SEC. 6. PERSONNEL AND ADMINISTRATIVE PROVISIONS.

(a) Compensation of Members.--Each member of the Commission who is not an officer or employee of the Federal Government shall be compensated at a rate equal to the daily equivalent of the annual rate of basic pay prescribed for level IV of the Executive Schedule under section 5315 of title 5, United States Code, for each day (including travel time) during which such member is engaged in the performance of the duties of the Commission. All members of the Commission who are officers or employees of the United States shall serve without compensation in addition to that received for their services as officers or employees of the United States.

(b) Travel Expenses.--The members of the Commission shall be allowed travel expenses, including per diem in lieu of subsistence, at rates authorized for employees of agencies under subchapter I of chapter 57 of title 5, United States Code, while away from their homes or regular places of business in the performance of services for the Commission.

(c) Staff.--

(1) IN GENERAL.--The Chairperson of the Commission may, without regard to the civil service laws and regulations, appoint and terminate the employment of such personnel as may be necessary to enable the Commission to perform its duties.

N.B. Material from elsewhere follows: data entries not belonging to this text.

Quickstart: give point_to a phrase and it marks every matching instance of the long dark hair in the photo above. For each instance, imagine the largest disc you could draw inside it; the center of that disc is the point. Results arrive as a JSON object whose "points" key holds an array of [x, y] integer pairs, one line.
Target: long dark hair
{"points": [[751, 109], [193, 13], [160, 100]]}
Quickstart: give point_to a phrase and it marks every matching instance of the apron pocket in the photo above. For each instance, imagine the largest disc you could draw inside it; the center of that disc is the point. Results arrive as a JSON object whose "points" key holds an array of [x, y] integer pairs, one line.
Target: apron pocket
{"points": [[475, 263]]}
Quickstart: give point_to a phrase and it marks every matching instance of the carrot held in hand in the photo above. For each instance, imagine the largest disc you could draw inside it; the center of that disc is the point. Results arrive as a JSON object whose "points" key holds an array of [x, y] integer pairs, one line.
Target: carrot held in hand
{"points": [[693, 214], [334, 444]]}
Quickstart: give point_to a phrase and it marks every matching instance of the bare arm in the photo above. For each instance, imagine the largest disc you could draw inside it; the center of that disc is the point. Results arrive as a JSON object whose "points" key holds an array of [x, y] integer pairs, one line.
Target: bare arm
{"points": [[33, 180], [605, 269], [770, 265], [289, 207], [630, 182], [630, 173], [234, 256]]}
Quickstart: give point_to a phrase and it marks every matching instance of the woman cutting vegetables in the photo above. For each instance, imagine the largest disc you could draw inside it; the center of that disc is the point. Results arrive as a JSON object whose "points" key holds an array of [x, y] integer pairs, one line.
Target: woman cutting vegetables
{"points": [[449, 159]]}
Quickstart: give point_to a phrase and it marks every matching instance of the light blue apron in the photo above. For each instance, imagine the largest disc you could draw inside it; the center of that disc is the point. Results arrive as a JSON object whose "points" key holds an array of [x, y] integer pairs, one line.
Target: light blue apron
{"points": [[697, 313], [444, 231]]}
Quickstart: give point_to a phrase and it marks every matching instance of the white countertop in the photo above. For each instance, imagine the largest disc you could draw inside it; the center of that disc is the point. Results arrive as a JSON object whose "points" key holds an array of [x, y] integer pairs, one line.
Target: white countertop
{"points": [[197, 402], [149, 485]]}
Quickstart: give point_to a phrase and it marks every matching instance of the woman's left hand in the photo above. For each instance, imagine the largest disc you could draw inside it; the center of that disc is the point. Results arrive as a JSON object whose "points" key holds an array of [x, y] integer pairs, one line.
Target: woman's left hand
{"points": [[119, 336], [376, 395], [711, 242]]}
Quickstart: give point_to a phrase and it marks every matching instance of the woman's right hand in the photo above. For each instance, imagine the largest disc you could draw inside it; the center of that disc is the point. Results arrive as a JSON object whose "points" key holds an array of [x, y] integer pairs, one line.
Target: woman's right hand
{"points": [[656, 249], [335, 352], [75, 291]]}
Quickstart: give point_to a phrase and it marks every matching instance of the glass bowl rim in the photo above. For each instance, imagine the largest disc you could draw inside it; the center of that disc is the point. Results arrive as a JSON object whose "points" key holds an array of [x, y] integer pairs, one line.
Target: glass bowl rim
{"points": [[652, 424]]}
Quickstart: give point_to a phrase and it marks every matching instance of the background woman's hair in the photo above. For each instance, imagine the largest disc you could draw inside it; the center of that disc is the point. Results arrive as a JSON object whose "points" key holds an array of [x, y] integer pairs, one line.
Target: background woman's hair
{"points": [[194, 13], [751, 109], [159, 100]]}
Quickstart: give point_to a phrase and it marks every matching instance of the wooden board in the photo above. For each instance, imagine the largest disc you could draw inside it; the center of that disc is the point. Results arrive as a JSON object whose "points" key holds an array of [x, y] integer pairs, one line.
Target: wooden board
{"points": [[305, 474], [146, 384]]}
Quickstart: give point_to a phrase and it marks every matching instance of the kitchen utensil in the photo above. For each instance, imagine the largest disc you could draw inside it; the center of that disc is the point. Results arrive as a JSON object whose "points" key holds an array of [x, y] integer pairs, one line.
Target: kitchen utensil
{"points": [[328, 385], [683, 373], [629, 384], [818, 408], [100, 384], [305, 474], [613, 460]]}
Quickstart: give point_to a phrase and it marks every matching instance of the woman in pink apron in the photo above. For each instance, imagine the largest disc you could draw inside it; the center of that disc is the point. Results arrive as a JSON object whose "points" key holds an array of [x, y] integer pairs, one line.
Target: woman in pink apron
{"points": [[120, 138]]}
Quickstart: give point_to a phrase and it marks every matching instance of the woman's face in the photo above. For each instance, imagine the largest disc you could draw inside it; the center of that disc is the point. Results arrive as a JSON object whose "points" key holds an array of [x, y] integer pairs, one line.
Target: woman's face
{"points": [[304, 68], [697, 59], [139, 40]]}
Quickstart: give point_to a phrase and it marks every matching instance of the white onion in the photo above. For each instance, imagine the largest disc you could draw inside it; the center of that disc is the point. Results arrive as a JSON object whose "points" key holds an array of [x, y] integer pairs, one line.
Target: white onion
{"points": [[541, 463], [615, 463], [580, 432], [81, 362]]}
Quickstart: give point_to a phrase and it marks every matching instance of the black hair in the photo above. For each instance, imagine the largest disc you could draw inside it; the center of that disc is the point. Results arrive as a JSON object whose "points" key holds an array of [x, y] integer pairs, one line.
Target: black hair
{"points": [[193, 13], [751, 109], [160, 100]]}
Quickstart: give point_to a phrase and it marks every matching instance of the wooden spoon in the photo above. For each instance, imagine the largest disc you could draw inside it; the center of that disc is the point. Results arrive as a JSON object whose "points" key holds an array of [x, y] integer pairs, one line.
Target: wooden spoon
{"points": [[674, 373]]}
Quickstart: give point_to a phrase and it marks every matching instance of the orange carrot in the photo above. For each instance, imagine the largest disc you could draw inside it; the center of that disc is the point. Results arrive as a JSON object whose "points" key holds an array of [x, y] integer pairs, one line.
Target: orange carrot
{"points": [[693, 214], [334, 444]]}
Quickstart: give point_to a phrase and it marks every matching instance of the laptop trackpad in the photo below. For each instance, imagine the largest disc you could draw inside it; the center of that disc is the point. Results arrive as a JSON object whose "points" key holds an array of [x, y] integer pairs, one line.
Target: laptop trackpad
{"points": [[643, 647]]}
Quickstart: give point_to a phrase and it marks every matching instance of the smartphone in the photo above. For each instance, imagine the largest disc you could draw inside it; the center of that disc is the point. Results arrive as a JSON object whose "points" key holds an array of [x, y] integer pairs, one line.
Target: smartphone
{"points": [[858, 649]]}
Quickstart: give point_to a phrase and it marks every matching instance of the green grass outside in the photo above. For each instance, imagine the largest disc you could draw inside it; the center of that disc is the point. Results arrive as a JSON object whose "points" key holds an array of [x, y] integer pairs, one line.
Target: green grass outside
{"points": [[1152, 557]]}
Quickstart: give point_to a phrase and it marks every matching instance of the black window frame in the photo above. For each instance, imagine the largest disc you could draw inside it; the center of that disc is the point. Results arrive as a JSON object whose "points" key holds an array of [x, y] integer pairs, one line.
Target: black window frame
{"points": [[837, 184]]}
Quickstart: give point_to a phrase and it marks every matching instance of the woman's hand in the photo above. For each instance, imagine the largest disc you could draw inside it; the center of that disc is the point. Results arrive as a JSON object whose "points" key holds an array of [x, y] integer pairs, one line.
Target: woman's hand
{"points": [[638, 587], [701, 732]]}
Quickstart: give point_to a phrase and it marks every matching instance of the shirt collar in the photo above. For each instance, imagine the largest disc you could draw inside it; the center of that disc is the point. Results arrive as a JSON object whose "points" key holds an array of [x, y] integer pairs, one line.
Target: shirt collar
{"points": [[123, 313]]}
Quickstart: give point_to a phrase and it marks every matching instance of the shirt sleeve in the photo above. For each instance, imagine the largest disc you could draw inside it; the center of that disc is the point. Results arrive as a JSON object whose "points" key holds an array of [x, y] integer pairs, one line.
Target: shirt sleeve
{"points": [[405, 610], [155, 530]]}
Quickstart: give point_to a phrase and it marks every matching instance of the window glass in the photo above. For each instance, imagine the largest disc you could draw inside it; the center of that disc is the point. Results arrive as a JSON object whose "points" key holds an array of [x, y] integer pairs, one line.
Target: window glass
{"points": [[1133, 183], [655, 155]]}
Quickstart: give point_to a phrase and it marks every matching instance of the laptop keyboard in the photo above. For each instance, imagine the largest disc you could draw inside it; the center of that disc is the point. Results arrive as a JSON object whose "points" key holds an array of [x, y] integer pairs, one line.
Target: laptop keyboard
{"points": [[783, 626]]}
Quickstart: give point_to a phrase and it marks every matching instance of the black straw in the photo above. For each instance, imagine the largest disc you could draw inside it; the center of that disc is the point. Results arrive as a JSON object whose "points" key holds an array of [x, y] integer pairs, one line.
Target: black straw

(2) COMPENSATION.--The Chairperson of the Commission may fix the compensation of the personnel without regard to chapter 51 and subchapter III of chapter 53 of title 5, United States Code, relating to classification of positions and General Schedule pay rates, except that the rate of pay for the personnel may not exceed the rate payable for level V of the Executive Schedule under section 5316 of such title.

(d) Detail of Government Employees.--Any Federal Government employee may be detailed to the Commission without reimbursement, and such detail shall be without interruption or loss of civil service status or privilege.

(e) Procurement of Temporary and Intermittent Services.--The Chairperson of the Commission may procure temporary and intermittent services under section 3109(b) of title 5, United States Code, at rates for individuals that do not exceed the daily equivalent of the annual rate of basic pay prescribed for level V of the Executive Schedule under section 5316 of such title.

(f) Other Administrative Matters.--The Commission may--

(1) enter into agreements with the Administrator of General Services to procure necessary financial and administrative services;

(2) enter into contracts to procure supplies, services, and property; and

(3) enter into contracts with Federal, State, or local agencies, or private institutions or organizations, for the conduct of research or surveys, the preparation of reports, and other activities necessary to enable the Commission to perform its duties.

SEC. 7. TERMINATION.
The Commission shall terminate 90 days after the date on which the Commission submits its report to Congress under section 4(b).

SEC. 8. AUTHORIZATION OF APPROPRIATIONS.

(a) In General.--There are authorized to be appropriated such sums as may be necessary to carry out this Act.

(b) Availability.--Any sums appropriated under the authorization contained in this section shall remain available, without fiscal year limitation, until expended.